Multi-purpose athletic and academic facility in High Point, North Carolina

The James H. and Jesse E. Millis Athletic and Convocation Center is a 1750-seat multi-purpose athletic and academic facility on the campus of High Point University (HPU) in High Point, North Carolina. The basis of the building is Alumni Hall, it is home to the high point university panthers men’s basketball which was built in 1957. In 1992, the facility was added upon, creating the office space, classrooms and pool on the western side of the facility, as well as adding a state-of-the-art press box.

In recent years the massive expansion of HPU has not left Millis unnoticed. A "jumbotron," an LED-powered scorers table and a four-sided scoreboard were added in the last couple years. On October 24, 2007 (prior to the 2007-08 basketball season) two more "jumbotrons" were installed.

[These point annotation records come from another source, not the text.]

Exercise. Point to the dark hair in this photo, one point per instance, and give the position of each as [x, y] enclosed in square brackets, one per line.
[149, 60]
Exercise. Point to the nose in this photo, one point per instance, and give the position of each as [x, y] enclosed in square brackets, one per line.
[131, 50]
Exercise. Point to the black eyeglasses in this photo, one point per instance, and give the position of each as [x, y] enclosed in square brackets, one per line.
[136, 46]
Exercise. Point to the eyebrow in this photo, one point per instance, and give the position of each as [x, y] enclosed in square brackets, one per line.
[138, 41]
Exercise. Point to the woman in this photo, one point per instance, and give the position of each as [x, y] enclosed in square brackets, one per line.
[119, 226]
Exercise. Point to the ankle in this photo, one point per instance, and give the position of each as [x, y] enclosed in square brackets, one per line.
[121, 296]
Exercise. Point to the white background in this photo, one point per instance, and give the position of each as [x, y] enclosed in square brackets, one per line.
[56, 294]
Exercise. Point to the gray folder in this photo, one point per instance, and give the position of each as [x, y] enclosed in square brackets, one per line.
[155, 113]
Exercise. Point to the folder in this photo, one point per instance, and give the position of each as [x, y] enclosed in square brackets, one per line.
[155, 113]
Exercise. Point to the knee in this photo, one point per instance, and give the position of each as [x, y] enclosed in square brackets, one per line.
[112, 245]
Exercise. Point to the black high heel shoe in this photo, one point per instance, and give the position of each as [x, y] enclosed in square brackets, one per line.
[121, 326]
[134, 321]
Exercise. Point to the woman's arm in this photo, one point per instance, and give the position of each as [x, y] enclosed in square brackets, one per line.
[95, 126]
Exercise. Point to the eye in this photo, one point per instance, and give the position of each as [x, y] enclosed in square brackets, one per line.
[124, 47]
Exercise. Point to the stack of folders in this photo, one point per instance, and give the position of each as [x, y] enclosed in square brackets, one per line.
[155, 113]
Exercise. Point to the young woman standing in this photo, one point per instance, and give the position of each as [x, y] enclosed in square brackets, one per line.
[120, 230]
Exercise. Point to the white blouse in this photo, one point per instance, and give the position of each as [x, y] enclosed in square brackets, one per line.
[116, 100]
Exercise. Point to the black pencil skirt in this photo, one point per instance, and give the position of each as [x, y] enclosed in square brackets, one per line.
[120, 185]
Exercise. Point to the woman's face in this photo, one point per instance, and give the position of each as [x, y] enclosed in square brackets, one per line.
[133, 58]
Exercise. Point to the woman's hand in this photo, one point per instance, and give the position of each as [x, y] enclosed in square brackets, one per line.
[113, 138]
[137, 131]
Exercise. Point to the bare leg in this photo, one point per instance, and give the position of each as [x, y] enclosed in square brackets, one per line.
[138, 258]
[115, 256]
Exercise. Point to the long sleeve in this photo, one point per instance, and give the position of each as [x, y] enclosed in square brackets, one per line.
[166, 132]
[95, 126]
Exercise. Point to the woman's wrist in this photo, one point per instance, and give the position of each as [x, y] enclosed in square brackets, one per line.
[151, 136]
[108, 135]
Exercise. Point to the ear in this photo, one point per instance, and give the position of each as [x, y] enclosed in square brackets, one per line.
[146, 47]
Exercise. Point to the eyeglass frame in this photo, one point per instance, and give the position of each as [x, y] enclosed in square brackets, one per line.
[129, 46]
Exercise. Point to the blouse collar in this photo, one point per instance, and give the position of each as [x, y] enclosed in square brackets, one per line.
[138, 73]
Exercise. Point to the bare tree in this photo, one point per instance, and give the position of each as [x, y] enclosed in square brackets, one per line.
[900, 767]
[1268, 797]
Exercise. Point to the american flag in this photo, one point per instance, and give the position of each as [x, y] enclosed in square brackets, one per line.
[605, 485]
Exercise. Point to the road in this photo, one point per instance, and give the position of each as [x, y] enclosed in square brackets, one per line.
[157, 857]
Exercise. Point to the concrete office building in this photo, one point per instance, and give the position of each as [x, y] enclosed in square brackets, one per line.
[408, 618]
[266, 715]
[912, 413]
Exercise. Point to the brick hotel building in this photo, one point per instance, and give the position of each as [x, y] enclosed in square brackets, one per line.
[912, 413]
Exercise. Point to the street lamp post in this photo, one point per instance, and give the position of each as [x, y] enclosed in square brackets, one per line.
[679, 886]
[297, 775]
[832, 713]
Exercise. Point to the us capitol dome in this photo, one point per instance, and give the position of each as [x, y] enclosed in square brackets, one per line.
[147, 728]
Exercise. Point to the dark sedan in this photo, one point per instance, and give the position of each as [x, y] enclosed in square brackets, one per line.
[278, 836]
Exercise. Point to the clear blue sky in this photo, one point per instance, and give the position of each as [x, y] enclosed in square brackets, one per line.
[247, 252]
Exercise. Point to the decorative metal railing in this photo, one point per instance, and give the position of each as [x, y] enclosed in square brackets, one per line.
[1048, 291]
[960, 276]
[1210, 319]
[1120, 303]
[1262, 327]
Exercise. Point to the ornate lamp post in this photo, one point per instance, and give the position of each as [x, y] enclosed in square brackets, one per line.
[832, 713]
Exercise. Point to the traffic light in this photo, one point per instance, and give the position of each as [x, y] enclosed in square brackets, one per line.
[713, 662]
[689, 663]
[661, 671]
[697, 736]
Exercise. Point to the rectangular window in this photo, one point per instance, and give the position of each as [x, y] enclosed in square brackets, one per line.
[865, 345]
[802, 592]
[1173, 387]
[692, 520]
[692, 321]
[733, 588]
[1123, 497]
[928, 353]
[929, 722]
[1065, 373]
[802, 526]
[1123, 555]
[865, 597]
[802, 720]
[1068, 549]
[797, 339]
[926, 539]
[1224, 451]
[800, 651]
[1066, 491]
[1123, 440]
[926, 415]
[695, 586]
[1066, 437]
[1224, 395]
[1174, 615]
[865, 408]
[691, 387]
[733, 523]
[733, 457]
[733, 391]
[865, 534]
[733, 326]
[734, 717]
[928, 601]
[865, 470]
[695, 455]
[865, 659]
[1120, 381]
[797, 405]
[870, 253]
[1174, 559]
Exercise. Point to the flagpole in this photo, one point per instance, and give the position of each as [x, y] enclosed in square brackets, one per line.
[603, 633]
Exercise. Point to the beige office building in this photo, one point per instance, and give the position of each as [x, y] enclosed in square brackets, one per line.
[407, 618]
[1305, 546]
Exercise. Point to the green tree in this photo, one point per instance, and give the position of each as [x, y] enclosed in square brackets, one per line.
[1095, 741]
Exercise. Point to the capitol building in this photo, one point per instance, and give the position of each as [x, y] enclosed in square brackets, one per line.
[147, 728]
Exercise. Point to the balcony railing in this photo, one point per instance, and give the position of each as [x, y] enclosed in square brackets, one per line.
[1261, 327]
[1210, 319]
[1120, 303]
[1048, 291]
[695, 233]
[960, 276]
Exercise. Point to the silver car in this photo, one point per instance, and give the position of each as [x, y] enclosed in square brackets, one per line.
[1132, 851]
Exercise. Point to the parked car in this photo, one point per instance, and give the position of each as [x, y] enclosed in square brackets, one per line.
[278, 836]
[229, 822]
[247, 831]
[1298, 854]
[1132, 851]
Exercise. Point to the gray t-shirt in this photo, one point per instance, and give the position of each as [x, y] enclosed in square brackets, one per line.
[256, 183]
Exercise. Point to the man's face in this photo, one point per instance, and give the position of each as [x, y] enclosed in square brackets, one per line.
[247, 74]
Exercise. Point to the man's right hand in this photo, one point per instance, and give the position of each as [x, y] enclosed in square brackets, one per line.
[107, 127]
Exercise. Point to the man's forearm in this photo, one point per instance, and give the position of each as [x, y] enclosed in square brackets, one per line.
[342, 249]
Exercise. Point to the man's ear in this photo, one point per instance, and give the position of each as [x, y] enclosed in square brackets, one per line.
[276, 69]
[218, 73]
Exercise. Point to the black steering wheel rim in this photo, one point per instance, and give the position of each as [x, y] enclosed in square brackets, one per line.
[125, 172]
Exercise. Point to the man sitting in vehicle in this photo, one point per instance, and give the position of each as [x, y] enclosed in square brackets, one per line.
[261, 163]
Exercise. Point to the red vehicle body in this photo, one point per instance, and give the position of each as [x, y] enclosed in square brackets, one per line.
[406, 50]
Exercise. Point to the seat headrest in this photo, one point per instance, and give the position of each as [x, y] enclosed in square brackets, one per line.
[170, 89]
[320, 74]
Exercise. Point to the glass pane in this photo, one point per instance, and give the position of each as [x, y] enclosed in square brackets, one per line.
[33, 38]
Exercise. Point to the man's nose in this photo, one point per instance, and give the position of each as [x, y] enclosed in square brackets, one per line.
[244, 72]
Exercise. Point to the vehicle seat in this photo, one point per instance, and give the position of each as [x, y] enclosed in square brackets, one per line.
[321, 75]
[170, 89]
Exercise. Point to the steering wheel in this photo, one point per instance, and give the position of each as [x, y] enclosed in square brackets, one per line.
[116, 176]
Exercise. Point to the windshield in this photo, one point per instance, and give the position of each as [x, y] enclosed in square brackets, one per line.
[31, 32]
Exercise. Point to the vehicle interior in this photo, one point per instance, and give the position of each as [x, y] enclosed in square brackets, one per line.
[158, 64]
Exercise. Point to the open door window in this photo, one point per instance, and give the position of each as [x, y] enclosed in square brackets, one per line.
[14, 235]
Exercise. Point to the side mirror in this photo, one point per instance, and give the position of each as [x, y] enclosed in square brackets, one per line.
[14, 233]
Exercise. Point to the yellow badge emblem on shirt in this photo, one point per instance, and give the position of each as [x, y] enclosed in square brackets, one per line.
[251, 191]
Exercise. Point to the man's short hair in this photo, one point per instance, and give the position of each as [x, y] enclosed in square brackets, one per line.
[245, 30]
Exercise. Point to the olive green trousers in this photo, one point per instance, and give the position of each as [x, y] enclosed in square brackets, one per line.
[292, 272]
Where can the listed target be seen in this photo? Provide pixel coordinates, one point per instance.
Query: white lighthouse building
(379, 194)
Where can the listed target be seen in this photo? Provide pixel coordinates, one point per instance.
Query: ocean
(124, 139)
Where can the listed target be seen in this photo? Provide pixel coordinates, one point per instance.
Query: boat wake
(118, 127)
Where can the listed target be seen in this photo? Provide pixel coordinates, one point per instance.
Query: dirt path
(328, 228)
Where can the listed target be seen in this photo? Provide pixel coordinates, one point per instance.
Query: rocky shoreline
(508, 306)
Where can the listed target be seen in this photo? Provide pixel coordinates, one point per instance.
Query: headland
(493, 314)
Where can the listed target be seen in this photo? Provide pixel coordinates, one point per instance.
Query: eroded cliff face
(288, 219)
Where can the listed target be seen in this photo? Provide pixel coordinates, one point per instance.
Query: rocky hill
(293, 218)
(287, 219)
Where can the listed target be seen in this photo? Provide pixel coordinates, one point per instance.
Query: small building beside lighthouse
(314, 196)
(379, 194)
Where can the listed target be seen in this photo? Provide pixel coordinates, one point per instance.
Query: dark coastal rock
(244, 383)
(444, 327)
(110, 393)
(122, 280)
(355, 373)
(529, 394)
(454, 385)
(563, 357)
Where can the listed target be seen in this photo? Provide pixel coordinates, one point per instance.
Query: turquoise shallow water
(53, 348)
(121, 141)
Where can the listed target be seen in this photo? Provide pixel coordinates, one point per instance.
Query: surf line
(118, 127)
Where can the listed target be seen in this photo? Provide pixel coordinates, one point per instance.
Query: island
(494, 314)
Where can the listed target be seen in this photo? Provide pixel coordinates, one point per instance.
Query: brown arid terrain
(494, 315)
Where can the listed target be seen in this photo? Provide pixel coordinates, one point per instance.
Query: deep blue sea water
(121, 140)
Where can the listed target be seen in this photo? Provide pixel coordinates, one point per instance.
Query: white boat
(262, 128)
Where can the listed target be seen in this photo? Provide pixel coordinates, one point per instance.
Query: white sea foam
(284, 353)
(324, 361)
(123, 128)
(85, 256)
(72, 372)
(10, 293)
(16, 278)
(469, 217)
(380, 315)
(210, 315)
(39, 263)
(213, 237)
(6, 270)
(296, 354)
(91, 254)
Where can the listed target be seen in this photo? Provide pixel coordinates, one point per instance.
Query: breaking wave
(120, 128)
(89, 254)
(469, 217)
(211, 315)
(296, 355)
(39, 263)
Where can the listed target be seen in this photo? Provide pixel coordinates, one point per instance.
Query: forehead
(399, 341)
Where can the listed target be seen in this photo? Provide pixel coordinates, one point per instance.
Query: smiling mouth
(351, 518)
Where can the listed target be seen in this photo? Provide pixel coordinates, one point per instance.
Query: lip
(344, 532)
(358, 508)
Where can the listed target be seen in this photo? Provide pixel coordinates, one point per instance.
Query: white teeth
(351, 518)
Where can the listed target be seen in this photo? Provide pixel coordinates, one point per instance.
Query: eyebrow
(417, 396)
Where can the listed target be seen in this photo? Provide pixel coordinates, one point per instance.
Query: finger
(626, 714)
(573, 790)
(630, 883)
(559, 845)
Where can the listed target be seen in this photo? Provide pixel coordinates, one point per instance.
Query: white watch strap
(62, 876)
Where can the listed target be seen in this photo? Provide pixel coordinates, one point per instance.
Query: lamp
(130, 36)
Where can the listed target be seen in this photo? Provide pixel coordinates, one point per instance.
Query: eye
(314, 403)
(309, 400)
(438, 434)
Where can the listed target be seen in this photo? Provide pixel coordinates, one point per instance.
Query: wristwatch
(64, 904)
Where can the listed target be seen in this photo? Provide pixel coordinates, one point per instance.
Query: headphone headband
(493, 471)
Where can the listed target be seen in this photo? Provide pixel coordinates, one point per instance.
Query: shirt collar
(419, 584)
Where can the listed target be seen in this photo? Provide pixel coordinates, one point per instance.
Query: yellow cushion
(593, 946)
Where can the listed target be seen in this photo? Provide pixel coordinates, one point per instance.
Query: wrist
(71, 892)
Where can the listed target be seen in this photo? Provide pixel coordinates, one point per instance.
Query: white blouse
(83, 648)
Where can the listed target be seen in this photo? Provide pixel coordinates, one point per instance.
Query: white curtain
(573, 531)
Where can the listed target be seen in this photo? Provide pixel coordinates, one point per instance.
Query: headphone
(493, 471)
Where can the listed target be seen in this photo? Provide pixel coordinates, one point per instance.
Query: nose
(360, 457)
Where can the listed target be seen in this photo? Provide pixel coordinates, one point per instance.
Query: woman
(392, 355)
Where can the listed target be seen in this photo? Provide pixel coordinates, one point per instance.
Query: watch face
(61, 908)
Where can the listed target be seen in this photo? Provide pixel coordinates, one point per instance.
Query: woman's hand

Much of the previous strain for space in the Millis Center has been alleviated by the recent opening of the Jerry and Kitty Steele Center.

Millis Center has hosted several notable events, such as President George W. Bush's televised 2002 speech, HPU Presidential Scholarship Weekend events, HPU men's and women's basketball games, HPU volleyball matches, and other ancillary HPU events.

In January 2017, High Point University announced that the men's and women's basketball programs would be moving to a new arena near the corner of University Parkway and Lexington Avenue, just north of Vert Stadium, with a planned completion date of October 2020. However, due to construction delays brought on by COVID-19, the university announced in August 2020 that the new arena would not open until the 2021–22 school year.